On a sheet of paper, make a list of the negative attitudes that may have held you back in the past. Beside each one, write down what you think the source of that attitude might be. What is the baggage and what does it contain? What past experiences? What hurt? What shame? What anger? What jealousy?

This can be a painful emotional exercise, so I advise you to go off by yourself somewhere or to ask someone who knows you well enough to help. A brother or sister, spouse, or parent might have the clues that you can't see. This is an unpacking experience. Sometimes you have to scrape hard, so don't be afraid. And don't run from what you find. It's part of who you are. There is nothing to be ashamed of. What's past is past. Root it out, recognize it, respect it. It's a part of your life you need to deal with.

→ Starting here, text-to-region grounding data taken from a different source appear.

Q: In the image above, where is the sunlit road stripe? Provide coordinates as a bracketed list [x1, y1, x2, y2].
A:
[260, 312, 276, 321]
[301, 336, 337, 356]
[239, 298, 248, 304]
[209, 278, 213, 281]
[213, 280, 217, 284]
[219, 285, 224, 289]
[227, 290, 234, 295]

Here are a couple of questions to ask yourself when unpacking you attitude, what influences it, and what impact it had or is currently having on your life.

1. How do you respond to stressful situations?

This is where a bad attitude can quickly quickly rise to the surface. When you are pressured to get something done, to perform at a higher level, or to meet high expectations, do you:

a. Get angry

b. Become depressed

c. Throw your arms up in despair

d. Get energized

Examine which of these responses is most similar to yours when you become stressed out. Then look why you respond in that manner. What attitude drives you to respond in that way?

Look at those chores or tasks that stress you out and think about what emotions or experiences might be contributing to that stress. This is very important, because stress is a killer, literally.

2. Do you tend to look at the world in a pessimistic way?

Pessimism is the outward expression of a bad attitude. If you always seem to find the downside of an otherwise positive situation, if you look for the dark lining in the silver clouds. If you see the glass half empty rather than half full, you too may be suffering from a bad-attitude-induced pessimism. Pessimists aren't much fun to be around. Or to be. They are dream killers.